This is for Dremio OSS 19.3
We are storing CSV files in a folder in Azure Storage, and have promoted that folder to a Physical Dataset (PDS). We have then created a Virtual Dataset (VDS) from that PDS that has a raw reflection enabled.
Whenever we add a new CSV file, we need to run a Metadata Refresh (
ALTER TABLE table REFRESH METADATA) and then refresh the reflection to be able to query the new data.
However, the Metadata Refresh can take up to a minute for us - and during the time the metadata refresh is running, queries that target the VDS are not running. In the Dremio UI they don’t appear at all, and once the refresh is complete they appear and run very quickly.
The end result is that during a metadata refresh, queries that normally take less than a second can appear to take up to a minute. Why does the query wait for the refresh?

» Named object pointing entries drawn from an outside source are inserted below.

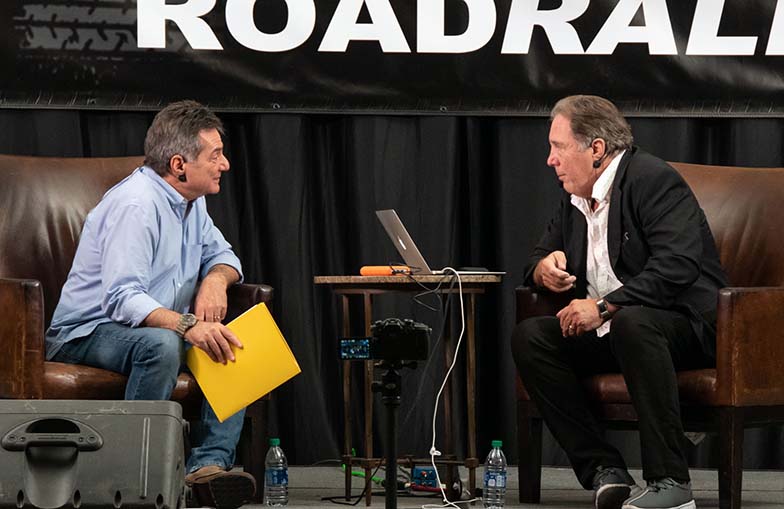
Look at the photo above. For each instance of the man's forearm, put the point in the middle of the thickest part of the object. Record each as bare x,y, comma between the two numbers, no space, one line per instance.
162,318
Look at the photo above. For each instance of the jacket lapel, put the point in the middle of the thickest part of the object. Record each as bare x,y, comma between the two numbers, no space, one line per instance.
614,220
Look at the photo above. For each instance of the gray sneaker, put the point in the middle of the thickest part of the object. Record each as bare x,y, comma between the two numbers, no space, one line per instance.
663,494
612,485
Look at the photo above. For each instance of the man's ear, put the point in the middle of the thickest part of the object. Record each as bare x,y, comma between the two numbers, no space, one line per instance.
599,149
175,164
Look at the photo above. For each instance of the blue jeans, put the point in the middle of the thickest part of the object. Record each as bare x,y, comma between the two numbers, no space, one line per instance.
151,358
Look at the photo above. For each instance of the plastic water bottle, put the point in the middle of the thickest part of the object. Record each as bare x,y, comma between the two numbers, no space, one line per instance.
494,491
276,475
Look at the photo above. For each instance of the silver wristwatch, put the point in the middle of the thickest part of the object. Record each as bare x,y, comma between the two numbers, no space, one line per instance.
604,313
186,321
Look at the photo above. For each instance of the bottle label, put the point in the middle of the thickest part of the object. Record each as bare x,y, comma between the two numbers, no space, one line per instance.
277,477
495,479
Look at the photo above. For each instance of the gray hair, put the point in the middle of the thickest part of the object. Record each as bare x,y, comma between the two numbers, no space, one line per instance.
593,117
175,130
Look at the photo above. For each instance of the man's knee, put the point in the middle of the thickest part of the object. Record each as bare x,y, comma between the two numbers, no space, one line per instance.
632,327
163,347
529,336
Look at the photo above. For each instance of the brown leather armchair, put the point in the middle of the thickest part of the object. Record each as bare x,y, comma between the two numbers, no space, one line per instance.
44,204
744,207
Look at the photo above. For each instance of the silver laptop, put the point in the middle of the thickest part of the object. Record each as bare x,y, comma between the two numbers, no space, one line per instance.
408,250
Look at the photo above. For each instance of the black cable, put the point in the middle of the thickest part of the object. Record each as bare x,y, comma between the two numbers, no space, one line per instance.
335,499
443,309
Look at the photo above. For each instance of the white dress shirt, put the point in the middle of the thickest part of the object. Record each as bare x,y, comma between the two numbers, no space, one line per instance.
600,277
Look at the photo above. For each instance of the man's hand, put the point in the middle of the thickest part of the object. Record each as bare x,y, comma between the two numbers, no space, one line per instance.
211,302
579,317
215,339
551,273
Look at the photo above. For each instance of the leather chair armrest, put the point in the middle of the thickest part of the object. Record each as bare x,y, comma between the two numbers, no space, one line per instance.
243,296
21,339
538,302
750,346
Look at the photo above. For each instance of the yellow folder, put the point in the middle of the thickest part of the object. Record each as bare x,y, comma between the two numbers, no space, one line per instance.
264,362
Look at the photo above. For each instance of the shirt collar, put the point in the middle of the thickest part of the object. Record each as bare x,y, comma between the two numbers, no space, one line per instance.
177,202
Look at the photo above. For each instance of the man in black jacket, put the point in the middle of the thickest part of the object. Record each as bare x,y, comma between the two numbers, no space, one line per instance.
631,242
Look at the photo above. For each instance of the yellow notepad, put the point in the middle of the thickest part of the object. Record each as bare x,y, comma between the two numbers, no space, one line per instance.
264,362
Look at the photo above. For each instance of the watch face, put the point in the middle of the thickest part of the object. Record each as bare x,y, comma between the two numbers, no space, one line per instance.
188,319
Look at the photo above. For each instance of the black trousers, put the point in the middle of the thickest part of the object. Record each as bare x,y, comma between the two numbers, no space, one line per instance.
647,346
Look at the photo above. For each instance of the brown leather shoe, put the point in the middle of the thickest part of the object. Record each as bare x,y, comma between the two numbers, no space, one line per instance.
215,487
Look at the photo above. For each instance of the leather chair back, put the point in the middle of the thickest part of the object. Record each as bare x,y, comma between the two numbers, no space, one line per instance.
44,204
745,209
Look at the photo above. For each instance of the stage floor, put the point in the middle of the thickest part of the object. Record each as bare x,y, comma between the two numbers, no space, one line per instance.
560,490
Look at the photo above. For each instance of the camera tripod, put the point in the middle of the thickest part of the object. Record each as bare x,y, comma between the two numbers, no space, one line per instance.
389,387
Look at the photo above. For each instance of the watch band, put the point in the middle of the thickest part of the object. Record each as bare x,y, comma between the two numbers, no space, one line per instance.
604,313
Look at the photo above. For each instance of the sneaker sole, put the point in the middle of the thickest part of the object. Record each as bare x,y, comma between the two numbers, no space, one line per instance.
612,496
688,505
226,492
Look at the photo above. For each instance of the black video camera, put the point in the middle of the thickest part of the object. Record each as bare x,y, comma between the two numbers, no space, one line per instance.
393,340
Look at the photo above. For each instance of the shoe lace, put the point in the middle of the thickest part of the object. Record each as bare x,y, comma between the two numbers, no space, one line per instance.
602,474
662,484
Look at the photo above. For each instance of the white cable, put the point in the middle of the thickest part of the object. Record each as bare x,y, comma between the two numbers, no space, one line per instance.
433,451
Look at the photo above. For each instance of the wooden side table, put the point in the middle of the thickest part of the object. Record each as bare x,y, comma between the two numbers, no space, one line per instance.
367,287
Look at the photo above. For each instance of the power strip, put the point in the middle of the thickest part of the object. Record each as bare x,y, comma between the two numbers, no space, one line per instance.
424,476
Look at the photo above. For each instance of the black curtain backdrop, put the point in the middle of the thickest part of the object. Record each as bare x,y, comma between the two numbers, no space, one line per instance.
299,202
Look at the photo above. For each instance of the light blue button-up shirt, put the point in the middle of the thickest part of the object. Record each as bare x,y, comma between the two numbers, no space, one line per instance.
143,247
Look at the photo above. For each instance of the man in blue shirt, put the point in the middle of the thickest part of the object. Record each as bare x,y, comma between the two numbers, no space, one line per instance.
126,305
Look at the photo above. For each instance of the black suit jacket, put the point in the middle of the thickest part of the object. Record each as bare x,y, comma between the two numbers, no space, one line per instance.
661,247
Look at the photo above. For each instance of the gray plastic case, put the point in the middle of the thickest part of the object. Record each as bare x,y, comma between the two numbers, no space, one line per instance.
83,454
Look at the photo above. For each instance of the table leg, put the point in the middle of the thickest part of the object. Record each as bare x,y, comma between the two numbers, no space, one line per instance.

Couldn’t it run against the existing reflection?
@phillip Your VDS should run using the old reflection, when you say queries are not running during the metadata refresh time, are they stuck in particular phase, what does the UI job icon look like? It may be possible your metadata is expired and the datasets are all doing an inline refresh and filling up the command pool or it maybe possible your coordinator is having only one core and the command pool slot (which is # of cores - 1) is full. Can you please send me the profile of the VDS job that hangs during the ALTER PDS job but then completes as soon as the ALTER PDS is done?
@balaji.ramaswamy I recorded a short video that demonstrates what I’m seeing.
Metadata refresh affecting query jobs - Dremio - 26 January 2022 (loom.com)
Here is the profile of the VDS job that is submitted after the refresh.
e47d334a-62c2-42b7-9407-5875628beedc.zip (14.7 KB)
edit: And in case it is relevant, here is the profile of the refresh metadata job:
74ff2c68-850a-4adb-b42a-ecd06fa751c7.zip (4.7 KB)